GPT-5.6 went generally available on July 9, 2026, and unlike a normal point release it's a family of three models — Sol, Terra, and Luna — plus a batch of new developer primitives in the Responses API. If you're wiring it into an app or an agent, the first decision is which tier, and the second is which of the new features to actually use.
This is a working reference, not a launch recap.
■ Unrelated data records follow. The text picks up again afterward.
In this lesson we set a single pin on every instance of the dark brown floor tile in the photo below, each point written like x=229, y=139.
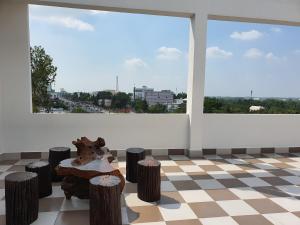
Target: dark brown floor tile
x=210, y=168
x=175, y=151
x=144, y=214
x=185, y=185
x=267, y=150
x=2, y=220
x=251, y=220
x=50, y=204
x=275, y=181
x=73, y=218
x=185, y=222
x=238, y=151
x=221, y=194
x=280, y=173
x=31, y=155
x=8, y=162
x=184, y=162
x=265, y=206
x=17, y=168
x=170, y=198
x=199, y=175
x=207, y=209
x=241, y=174
x=209, y=151
x=232, y=183
x=130, y=188
x=171, y=169
x=271, y=191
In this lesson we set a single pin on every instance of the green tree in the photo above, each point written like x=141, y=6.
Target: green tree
x=140, y=106
x=120, y=100
x=158, y=108
x=43, y=74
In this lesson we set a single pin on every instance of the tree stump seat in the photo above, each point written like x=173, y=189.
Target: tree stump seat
x=76, y=181
x=148, y=184
x=42, y=169
x=56, y=155
x=105, y=200
x=133, y=155
x=21, y=198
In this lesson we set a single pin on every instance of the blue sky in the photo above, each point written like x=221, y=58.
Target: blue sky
x=91, y=48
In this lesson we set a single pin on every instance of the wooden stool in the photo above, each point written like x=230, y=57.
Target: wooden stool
x=42, y=169
x=56, y=155
x=105, y=200
x=133, y=155
x=149, y=180
x=21, y=198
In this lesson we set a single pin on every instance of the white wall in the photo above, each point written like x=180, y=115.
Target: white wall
x=23, y=131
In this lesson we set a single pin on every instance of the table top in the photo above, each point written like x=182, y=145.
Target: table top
x=98, y=165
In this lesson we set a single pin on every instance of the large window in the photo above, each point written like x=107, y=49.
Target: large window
x=107, y=62
x=252, y=68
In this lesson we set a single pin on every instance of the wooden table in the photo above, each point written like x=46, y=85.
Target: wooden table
x=76, y=181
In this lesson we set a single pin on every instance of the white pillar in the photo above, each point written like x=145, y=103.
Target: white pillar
x=196, y=79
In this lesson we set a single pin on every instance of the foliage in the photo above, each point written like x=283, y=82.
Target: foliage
x=242, y=105
x=158, y=108
x=140, y=106
x=43, y=74
x=120, y=100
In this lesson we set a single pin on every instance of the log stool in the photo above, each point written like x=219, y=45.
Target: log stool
x=105, y=200
x=133, y=155
x=21, y=198
x=149, y=180
x=42, y=169
x=56, y=155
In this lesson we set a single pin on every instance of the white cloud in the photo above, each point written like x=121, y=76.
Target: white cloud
x=216, y=52
x=96, y=12
x=297, y=52
x=276, y=29
x=166, y=53
x=253, y=53
x=246, y=35
x=135, y=63
x=68, y=22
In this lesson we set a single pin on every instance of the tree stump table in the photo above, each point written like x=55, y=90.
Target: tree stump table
x=56, y=155
x=42, y=169
x=105, y=200
x=148, y=184
x=76, y=181
x=21, y=198
x=133, y=155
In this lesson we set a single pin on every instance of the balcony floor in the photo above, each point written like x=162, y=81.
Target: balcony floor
x=227, y=190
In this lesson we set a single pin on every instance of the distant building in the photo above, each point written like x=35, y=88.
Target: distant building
x=139, y=93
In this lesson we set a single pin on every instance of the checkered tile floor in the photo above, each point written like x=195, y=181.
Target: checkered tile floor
x=214, y=190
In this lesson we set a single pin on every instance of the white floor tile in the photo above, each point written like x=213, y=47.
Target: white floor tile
x=195, y=196
x=292, y=179
x=219, y=221
x=292, y=190
x=282, y=218
x=289, y=204
x=166, y=186
x=247, y=193
x=203, y=162
x=209, y=184
x=191, y=168
x=237, y=208
x=220, y=175
x=75, y=204
x=46, y=218
x=178, y=176
x=171, y=212
x=254, y=182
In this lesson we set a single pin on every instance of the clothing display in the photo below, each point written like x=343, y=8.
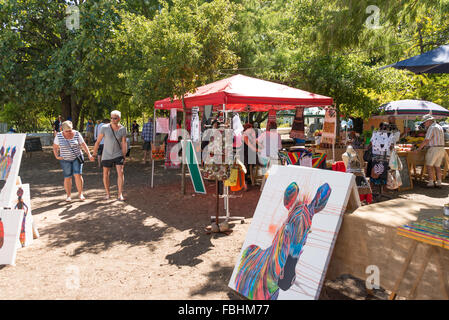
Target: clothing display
x=162, y=126
x=382, y=140
x=355, y=167
x=218, y=164
x=195, y=132
x=172, y=126
x=172, y=161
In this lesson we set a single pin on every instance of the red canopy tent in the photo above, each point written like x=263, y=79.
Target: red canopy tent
x=242, y=93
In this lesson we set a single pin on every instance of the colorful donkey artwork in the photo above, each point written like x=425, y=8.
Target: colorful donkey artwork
x=262, y=272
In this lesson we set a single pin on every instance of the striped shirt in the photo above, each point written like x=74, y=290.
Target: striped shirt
x=69, y=152
x=147, y=131
x=435, y=135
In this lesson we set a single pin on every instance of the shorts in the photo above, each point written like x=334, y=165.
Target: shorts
x=119, y=161
x=435, y=156
x=69, y=168
x=100, y=149
x=146, y=146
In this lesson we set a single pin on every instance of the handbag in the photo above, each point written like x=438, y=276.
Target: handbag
x=79, y=157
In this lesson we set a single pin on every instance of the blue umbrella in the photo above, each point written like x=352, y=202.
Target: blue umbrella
x=434, y=61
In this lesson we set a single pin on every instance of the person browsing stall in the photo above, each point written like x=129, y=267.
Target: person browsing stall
x=67, y=148
x=114, y=151
x=435, y=154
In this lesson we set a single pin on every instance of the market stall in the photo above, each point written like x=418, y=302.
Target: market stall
x=240, y=93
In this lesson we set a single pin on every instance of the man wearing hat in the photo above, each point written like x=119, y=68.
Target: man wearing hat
x=436, y=153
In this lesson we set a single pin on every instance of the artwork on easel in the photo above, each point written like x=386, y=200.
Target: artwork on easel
x=11, y=150
x=10, y=224
x=290, y=241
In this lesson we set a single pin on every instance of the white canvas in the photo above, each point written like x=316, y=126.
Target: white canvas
x=265, y=267
x=26, y=227
x=11, y=221
x=11, y=150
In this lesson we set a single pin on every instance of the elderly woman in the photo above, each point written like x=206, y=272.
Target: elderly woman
x=66, y=148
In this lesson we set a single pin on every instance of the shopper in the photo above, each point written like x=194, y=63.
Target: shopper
x=67, y=149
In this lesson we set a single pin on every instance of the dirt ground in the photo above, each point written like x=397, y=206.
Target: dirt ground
x=153, y=246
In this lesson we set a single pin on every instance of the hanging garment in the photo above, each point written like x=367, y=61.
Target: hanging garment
x=339, y=166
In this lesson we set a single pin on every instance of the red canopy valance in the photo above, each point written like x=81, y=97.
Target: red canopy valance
x=242, y=93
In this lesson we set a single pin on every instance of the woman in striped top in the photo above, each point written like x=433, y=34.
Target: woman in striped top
x=66, y=148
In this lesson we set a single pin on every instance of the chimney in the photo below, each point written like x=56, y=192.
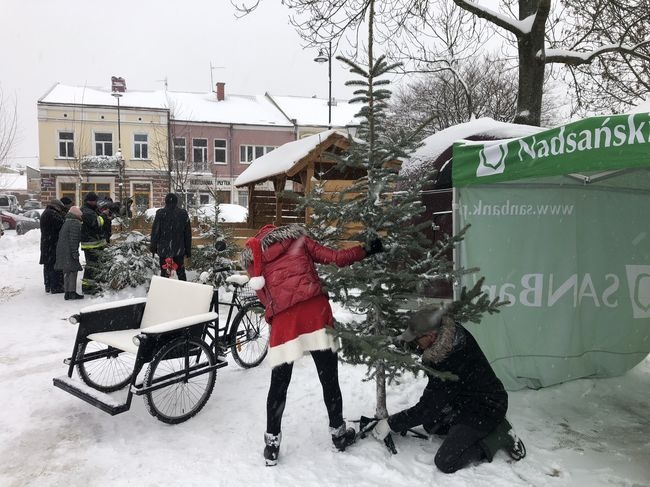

It covers what each tier is for, current pricing, and each new API capability with a one-line "why it matters." Illustrative snippets are marked as such — always confirm exact parameter names against the official OpenAI API docs, since betas move.
The three tiers
| Model | Built for | Input $/M | Output $/M |
|---|---|---|---|
| GPT-5.6 Sol | Frontier capability — hardest reasoning, agentic planning, Pro mode | $5.00 | $30.00 |
| GPT-5.6 Terra | Balance of intelligence and cost — the sensible default | $2.50 | $15.00 |
| GPT-5.6 Luna | Efficient, high-volume workloads — classification, extraction, routing | $1.00 | $6.00 |
Rule of thumb: prototype on Terra, escalate the genuinely hard calls to Sol, and push repetitive high-volume traffic down to Luna. Don't default everything to Sol — at $30/M output it's the fastest way to a surprising bill.
New Responses API features
Programmatic Tool Calling
The model emits tool calls your code executes and feeds back, tightening the agent loop instead of relying on free-form text the model hopes you'll parse. Cleaner control flow, fewer parsing hacks.
Multi-agent orchestration (beta)
In beta on the Responses API, GPT-5.6 can run concurrent subagents and synthesize their work within a single request — parallelizing a task (research + draft + critique) without you hand-rolling the fan-out/fan-in.
Max reasoning effort & Pro mode
An explicit reasoning-effort control lets you dial depth up for hard problems and down to save tokens on easy ones. Pro mode pushes the flagship to its highest-effort setting for the toughest tasks.
Explicit prompt caching controls
You can now control caching of repeated context explicitly — a real lever for cost and latency when every request shares a big system prompt or knowledge blob.
Persisted reasoning
Reasoning state can persist across turns, so multi-step agent sessions keep their chain of thought instead of restarting cold each call.
An illustrative request (confirm exact fields in the docs):
# Illustrative only — verify params at developers.openai.com
resp = client.responses.create(
model="gpt-5.6-sol",
reasoning={"effort": "max"}, # dial depth for hard tasks
input="Refactor this service and add regression tests",
# programmatic tool calling + prompt caching configured here
)Picking a tier fast
- Latency/cost-sensitive, simple task? Luna.
- General product feature or agent step? Terra.
- Hard reasoning, planning, or a task that failed on Terra? Sol (optionally Pro mode).
Migrating from GPT-5.5
- Map your current GPT-5.5 calls to Terra first — it targets that quality tier at lower cost — then selectively promote to Sol where evals show a gap.
- Audit any home-grown multi-agent or tool-dispatch code; the new orchestration and programmatic tool calling may let you delete glue.
- Add explicit prompt-cache directives anywhere you resend large shared context.
Availability & caveats
- GPT-5.6 rolled out after a customer-by-customer government review — access timing can vary by account.
- Multi-agent orchestration is beta; don't build a critical path on it without a fallback.
- Prices above are launch GA prices — re-check before modeling unit economics.
The through-line: GPT-5.6 turns "which model" into "which tier + which primitives." Spend five minutes matching tier to workload and you'll get most of the value — and avoid most of the bill.